More recently it has been used for other conditions involving inflammation, such as rheumatoid arthritis.
Evening primrose oil is used for conditions affecting women's health, such as breast pain associated with the menstrual cycle, menopausal symptoms, and premenstrual syndrome (PMS).
It is used during pregnancy in attempts to shorten the duration of labor.
Other conditions for which evening primrose oil is used include cancer and diabetes
*What the Science Says*

Evening primrose oil may have modest benefits for eczema, and it may be useful for rheumatoid arthritis and breast pain. However, study results are mixed, and most studies have been small and not well designed.
Evening primrose oil does not appear to affect menopausal symptoms.
Although some clinical trials have shown a benefit of evening primrose oil for PMS, the best-designed trials found no effect.
There is not enough evidence to support the use of evening primrose oil for other health conditions. *Side Effects and Cautions*Evening primrose oil is well tolerated by most people. Mild side effects include gastrointestinal upset and headache.
Evening primrose oil appears to be safe for use during pregnancy, but data are limited.
Tell your health care providers about any complementary and alternative practices you use. Give them a full picture of what you do to manage your health. This will help ensure coordinated and safe care.
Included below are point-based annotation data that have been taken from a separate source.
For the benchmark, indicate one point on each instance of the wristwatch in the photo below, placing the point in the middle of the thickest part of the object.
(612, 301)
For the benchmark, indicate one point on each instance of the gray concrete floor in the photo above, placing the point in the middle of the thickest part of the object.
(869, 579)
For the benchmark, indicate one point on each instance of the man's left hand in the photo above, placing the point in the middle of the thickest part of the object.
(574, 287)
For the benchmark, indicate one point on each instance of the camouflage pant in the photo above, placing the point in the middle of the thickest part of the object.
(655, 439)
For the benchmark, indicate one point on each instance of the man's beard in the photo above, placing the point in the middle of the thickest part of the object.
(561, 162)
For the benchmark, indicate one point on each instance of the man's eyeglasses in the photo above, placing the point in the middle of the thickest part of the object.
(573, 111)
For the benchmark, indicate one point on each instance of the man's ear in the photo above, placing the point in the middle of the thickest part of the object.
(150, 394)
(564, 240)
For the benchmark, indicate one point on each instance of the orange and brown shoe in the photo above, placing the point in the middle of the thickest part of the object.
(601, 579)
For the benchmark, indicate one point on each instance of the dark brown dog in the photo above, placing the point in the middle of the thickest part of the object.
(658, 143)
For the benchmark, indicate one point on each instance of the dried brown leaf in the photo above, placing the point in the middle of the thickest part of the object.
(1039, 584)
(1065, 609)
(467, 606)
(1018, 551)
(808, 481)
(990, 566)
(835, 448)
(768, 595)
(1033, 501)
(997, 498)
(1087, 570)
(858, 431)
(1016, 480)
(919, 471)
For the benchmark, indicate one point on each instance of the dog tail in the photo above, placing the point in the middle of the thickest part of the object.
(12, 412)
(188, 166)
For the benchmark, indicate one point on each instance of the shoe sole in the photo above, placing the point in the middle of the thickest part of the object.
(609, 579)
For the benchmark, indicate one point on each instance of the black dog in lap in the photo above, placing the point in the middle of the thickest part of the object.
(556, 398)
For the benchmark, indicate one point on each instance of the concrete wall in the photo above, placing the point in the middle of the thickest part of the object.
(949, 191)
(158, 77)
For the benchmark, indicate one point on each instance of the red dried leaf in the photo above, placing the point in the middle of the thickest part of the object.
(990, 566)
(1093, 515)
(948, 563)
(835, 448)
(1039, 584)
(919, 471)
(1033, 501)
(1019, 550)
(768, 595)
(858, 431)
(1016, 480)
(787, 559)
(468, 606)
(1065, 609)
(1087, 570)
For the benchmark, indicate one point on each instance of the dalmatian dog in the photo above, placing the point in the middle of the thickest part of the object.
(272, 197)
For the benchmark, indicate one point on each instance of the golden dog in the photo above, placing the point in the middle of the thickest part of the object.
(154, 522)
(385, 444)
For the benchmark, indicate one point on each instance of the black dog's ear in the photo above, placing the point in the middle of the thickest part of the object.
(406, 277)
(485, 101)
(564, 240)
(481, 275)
were you using it in areas that you did not have eczema?


----------



## bronze_chiqz (Jan 30, 2008)

i was taking it as a supplement....coz overall I do have PMS, n eczema.....but it made my face breakout instead...dunno wot shud i do with the rest o the capsules


----------



## monniej (Jan 30, 2008)

i would just not take them anymore. sounds like you may have had an allergic reaction.


----------



## Samara25 (Jan 30, 2008)

It seems like they have given you more gressy skin. i have heard that this can happen to some people.. have you tried starflower oil caps they are good for acne prone skins

xx


----------



## monniej (Jan 30, 2008)

so the fish oil will break down the inflammation?


----------



## Samara25 (Jan 30, 2008)

So taking EPA and fish oil will balance the skin...


----------



## monniej (Jan 30, 2008)

so that's why my skin looks so amazing the day after i have a wonderful piece of grilled salmon! great info! thanks so much, labrat81! i learned quite alot today! bronze_chiqz you gotta start on the fish oil asap!


----------



## Dianergy (Jan 30, 2008)

Thanks for the free lesson.


----------



## bronze_chiqz (Jan 31, 2008)

OOhhh thanxx Labrat81!That's really a helpful explanation from you!!Im feeling soo much better now!



Will hunt for fish oil and will update this thread soon!XX


----------



## Kathy (Jan 31, 2008)

Originally Posted by *Labrat81* /img/forum/go_quote.gif In a nutshell.....
Keeping the right balance between omega-3 fatty acids to omega-6 fatty acids is really important to controlling inflammation. Since alpha-linoleic acid (omega-3) and linoleic acid (omega-6) compete for the same enzyme......having too much linoleic acid, and not enough linolenic acid (or more importantly EPA) can lead to more inflammatory eicosanoids... While having more alpha-linolenic acid or EPA, will lead to less inflammatory, or even anti-inflammatory eicosanoids being produced......

It's not that omega-6 fatty acids are bad....they are essential for the function of our immune system and our nervous system. It's just that not having enough omega-3 fatty acids to balance things out is what messes things up.....it doesn't just effect your skin either. That's why fish oil is reccomended for so many ailments...from acne to cardiovascular disease to arthritis....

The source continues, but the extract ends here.